Ich stelle fest, daß die damalige CDU- und auch die heutige rotgrüne Regierung verhinderten, daß wir alle Informationen erhalten haben. Man hat die BSE-Schnelltests verhindert, obwohl sie seit Jahren in Deutschland möglich sind. Das ist der Skandal.

(Beifall bei REGENBOGEN – für eine neue Linke)

Sie können sagen, man solle cool bleiben, das wüßten Sie schon immer. Die heutige Krise besteht meiner Meinung völlig zu Recht. Das ist mir bei der Lektüre des heutigen „Hamburger Abendblattes“ aufgefallen. Darin schreibt Herr Siebeck – eine der wichtigsten Personen für den Bereich Küche, seine Tips sind äußerst spannend;

(Heiterkeit bei REGENBOGEN – für eine neue Linke – Dr.

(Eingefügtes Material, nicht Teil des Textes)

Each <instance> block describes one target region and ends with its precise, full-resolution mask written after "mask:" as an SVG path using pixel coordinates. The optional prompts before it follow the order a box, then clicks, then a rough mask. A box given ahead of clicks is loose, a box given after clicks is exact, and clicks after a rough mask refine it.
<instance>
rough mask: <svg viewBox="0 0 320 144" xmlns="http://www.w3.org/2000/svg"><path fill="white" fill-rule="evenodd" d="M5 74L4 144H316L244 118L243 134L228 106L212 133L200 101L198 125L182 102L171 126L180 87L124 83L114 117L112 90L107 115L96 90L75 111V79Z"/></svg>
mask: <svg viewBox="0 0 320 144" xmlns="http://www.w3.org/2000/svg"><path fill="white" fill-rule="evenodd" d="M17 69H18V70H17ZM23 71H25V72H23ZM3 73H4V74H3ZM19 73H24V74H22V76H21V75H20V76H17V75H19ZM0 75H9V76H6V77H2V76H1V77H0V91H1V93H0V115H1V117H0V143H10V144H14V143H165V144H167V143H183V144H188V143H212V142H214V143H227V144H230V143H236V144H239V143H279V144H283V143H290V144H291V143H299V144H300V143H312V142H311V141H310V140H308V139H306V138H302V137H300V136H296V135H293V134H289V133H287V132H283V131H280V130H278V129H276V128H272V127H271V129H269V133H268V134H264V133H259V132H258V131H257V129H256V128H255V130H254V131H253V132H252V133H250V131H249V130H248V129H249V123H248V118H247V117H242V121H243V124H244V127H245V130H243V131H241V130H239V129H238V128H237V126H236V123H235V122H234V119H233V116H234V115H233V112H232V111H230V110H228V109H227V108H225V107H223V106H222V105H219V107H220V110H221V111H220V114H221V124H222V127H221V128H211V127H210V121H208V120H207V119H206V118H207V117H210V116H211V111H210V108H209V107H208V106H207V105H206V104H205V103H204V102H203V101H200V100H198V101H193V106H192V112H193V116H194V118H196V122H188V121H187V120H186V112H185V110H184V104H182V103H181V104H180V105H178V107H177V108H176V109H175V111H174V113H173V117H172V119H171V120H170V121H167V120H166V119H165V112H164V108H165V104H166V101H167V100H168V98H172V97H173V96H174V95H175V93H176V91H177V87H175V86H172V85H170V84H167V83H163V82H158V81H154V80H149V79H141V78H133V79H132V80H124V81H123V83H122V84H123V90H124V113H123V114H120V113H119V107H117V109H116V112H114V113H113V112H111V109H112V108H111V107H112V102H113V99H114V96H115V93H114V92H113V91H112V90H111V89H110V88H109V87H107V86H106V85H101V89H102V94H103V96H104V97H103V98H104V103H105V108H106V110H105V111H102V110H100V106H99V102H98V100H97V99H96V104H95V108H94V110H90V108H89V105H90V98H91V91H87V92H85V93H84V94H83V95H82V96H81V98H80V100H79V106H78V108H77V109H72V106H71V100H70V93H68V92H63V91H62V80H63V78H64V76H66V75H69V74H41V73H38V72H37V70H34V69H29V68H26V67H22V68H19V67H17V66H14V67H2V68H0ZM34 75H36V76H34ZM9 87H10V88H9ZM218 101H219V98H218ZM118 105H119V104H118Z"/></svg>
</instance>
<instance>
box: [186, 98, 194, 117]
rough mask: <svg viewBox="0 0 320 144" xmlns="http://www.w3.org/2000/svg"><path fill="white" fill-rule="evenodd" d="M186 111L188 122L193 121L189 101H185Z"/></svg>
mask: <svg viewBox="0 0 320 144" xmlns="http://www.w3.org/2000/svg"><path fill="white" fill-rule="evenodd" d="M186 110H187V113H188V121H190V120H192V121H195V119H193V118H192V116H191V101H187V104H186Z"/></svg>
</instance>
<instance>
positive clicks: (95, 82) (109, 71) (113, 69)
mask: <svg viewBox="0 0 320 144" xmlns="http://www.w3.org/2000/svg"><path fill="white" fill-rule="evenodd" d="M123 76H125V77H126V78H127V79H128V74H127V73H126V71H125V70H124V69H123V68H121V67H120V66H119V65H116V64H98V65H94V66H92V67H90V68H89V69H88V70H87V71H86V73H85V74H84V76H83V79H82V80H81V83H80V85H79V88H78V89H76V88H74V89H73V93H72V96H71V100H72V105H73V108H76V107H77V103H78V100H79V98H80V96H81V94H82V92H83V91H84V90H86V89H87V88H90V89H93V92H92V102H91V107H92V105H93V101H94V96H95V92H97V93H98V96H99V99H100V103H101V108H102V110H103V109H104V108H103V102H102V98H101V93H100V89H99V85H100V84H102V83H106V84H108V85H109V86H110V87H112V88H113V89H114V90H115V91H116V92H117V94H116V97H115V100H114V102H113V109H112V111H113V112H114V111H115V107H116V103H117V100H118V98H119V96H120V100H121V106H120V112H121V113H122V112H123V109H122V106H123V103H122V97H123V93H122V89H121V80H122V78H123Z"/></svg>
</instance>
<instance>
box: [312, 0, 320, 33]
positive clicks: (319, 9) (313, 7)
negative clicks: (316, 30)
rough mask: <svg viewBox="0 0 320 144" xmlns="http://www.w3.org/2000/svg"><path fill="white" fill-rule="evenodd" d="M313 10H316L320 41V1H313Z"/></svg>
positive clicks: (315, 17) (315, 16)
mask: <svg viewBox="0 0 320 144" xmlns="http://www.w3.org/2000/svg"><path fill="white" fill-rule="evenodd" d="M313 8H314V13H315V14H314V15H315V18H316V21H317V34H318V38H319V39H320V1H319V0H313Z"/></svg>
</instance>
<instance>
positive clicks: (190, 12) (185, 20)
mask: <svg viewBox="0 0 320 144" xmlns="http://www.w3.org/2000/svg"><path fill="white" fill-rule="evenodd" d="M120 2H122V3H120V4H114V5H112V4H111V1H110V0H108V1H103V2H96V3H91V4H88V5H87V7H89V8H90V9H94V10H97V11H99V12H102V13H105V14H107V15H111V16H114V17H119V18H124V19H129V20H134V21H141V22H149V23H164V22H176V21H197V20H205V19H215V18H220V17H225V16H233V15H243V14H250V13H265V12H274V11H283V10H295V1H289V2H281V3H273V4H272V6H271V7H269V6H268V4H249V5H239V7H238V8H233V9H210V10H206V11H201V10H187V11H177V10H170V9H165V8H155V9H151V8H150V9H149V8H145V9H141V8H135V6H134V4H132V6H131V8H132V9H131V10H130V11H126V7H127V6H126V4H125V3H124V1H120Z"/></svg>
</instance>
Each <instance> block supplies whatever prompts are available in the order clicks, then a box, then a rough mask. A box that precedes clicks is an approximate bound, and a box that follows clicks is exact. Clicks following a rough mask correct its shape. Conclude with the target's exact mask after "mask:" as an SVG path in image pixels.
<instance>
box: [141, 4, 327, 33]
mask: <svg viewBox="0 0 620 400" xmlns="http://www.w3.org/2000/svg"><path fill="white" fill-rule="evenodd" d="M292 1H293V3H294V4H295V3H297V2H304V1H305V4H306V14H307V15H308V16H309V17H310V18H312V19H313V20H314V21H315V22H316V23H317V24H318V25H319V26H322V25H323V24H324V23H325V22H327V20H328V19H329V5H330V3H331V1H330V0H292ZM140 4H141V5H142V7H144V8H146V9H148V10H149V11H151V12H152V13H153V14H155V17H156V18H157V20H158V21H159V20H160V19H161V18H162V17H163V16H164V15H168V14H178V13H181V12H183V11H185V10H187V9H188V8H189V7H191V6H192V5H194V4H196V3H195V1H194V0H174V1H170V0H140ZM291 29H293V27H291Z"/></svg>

Martin Schmidt GAL: Ist das Werbung?)

ich koche seine Rezepte sehr gern nach, weil es einfache und gute Gerichte sind –

(Heiterkeit bei REGENBOGEN – für eine neue Linke)

zu dieser Angelegenheit, daß ihm das alles bekannt war.Es sei ihm deutlich geworden – ich zitiere –:

„Die Politiker haben sich in Sachen BSE als eine Bande von Mafiosi decouvriert.“

Einerseits wundern Sie sich darüber, andererseits nehmen Sie aber Ihre Aufgaben, die Sie als Regierung zu erfüllen haben, nicht ernst. Sie ziehen keine Konsequenzen, sondern reden nur von allgemeiner Verantwortung.

Es ist eine Selbstverständlichkeit, daß der Landwirtschaftsminister zurücktreten muß, wenn er noch am 15. November bei der EU in Brüssel verhindert hat, daß flächendeckende BSE-Schnelltests in Europa eingeführt werden. Er hat diese damit verhindert, indem er Deutschland als BSE-frei bezeichnet hat. Ein solcher Mensch muß zurücktreten!